Thomas advised starting to implement ISO9001 standards now and incrementally building out a facility.
“You can put ISO22000 on top of that, and it makes GMP easier to adopt later,” he said.
Vet your partners
Compliance doesn’t start and end with your organization. It extends to your entire supply chain. When building your supply chain and choosing partners to work with, vet them fully to understand their own compliance and quality assurance processes. Trust your partners to operate to the same standards as your team.
“Partners are critical,” Thomas said. “Put yourself in a consumer’s or patient’s shoes: If I purchase something grown by a great cultivator but processed by a shoddy manufacturer, the product is not quality. Consistency in the supply chain and being able to depend on your partner operators is paramount.”
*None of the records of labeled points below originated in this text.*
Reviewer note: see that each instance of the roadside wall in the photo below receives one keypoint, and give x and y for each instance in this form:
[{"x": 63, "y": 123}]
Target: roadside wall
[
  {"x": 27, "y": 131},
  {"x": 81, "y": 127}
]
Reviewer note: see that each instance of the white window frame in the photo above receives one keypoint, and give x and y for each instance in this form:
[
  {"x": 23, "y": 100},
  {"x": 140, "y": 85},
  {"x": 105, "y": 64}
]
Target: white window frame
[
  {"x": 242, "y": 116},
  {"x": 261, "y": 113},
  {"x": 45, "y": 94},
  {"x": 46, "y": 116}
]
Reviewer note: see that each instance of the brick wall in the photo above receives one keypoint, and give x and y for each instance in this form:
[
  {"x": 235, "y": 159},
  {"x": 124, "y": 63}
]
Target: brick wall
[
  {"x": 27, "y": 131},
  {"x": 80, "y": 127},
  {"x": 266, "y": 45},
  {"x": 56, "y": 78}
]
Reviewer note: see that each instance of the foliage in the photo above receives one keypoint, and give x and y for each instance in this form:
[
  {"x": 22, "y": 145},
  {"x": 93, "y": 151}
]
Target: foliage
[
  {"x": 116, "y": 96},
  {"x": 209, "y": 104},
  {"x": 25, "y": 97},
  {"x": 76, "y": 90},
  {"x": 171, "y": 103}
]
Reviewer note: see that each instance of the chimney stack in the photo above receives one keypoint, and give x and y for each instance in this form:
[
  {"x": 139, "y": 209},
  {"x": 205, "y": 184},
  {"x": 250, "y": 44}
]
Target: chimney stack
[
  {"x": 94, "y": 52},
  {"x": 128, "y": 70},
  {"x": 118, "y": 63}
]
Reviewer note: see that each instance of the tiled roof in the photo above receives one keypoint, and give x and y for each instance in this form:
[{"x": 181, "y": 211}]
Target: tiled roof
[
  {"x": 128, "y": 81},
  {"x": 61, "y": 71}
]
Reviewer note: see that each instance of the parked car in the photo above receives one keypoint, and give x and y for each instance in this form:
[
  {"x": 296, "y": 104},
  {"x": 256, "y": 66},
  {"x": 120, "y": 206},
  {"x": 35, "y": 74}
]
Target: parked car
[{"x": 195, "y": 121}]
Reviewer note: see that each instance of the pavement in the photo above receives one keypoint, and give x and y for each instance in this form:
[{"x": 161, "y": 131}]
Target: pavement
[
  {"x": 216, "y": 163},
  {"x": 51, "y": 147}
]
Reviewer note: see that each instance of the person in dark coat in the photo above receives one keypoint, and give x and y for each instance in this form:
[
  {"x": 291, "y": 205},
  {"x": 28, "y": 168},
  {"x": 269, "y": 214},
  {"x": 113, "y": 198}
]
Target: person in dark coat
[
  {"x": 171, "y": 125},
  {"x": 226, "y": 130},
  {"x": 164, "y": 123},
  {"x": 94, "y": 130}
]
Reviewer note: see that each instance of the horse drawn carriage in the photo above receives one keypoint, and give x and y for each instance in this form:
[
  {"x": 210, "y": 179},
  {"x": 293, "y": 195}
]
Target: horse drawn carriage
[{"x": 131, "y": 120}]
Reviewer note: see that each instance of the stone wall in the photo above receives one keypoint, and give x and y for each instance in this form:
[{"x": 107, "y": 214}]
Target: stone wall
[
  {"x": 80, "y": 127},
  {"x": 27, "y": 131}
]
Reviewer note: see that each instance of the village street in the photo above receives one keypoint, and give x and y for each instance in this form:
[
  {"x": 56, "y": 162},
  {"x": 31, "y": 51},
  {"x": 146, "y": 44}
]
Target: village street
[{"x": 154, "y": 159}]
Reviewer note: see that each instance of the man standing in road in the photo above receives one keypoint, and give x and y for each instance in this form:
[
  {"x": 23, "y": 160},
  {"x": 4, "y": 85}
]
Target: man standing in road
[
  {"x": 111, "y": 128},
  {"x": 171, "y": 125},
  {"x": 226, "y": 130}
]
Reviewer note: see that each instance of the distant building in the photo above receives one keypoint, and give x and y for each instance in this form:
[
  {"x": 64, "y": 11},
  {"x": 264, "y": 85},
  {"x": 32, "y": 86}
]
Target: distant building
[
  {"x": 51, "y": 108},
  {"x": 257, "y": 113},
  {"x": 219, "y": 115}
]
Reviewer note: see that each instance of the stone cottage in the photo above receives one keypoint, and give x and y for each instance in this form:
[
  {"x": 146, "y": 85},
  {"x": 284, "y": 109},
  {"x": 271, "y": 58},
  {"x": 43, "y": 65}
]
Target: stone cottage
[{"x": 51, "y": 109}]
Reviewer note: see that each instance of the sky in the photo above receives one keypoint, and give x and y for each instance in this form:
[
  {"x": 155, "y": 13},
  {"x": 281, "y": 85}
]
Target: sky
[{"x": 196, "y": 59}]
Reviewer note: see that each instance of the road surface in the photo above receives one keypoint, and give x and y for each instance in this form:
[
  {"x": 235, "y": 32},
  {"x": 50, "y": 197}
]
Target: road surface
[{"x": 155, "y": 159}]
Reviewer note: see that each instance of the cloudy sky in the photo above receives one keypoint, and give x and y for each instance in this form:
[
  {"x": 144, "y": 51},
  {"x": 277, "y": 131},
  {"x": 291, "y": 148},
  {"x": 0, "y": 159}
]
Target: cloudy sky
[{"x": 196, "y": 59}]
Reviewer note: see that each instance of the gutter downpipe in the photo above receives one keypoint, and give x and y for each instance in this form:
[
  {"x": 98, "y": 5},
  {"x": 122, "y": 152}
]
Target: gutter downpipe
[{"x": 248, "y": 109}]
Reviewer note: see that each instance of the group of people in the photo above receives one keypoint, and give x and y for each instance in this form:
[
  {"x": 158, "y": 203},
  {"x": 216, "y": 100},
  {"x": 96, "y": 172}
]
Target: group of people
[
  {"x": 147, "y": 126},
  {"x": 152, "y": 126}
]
Never stop working on compliance
Compliance is an ongoing process. Just because an organization is compliant at a moment in time doesn’t mean they will remain that way in the future. Creating a situation where your compliance SOPs are continuously reviewed and updated while your operations are subjected to internal audits will ensure you remain compliant consistently.
“[Big pharmaceutical companies] spend millions training and incentivizing their people; they have lots of people monitoring compliance and making changes daily,” Thomas said. “Take what works about that kind of strategy and scale it down to your business.”
Compliance is comprehensive
Ongoing compliance at every stage of your operations and throughout your supply chain is critical to protect the longevity of your business and the quality of your products and services. Although the race to secure licensing and real estate is top of mind for everyone, only the operators who do so with compliance in mind will survive the maturation of the legal cannabis industry, when agency regulations, ISO standards, and GMP certification become the norm. Ask yourself whether your business has a comprehensive compliance plan in place, and if not, begin working today to establish one.